The oncolytic effect of Newcastle disease virus attenuated AMHA1 strain against digestive system tumors.

Abstract

Background and aim: Malignant diseases are among the most common and deadly illnesses that are often spread due to lifestyle choices. These diseases are caused by unchecked cell growth, which can be curable if detected early. Cancer treatment is dependent on various internal and external factors. Newcastle disease virus (NDV) has emerged as a promising virotherapeutic agent due to its oncolytic activity and safety profile. This study investigated the ability of virulent NDV to infect, replicate, and kill digestive tumor cells in esophageal and colorectal cancers.

Materials and methods: NDV was used at several concentrations (multiplicities of infection [MOI]: 1, 3, 5, 10, and 20) on two models of tumor cells: colorectal carcinoma (HRT) and esophageal carcinoma (SK-GT). The investigation focused on the cytotoxic effects of NDV in these cell lines.

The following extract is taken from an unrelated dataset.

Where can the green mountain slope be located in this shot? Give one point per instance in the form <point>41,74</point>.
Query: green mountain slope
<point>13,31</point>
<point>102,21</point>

Results: The results indicated that SK-GT carcinoma cells (esophageal and colorectal carcinoma) exhibited a high cytotoxic response to NDV, which was directly proportional to the MOI concentration. The half-maximal inhibitory concentration of NDV was 5.736 for the SK-GT cell line and 9.878 for the HRT cell line.

Conclusion: NDV can replicate and kill cancer cells in esophageal and colorectal cancers. We recommend conducting in vivo studies on transplanted digestive system tumors in mouse models to evaluate their anti-tumor activity in vivo, as the present study was limited to in vitro models.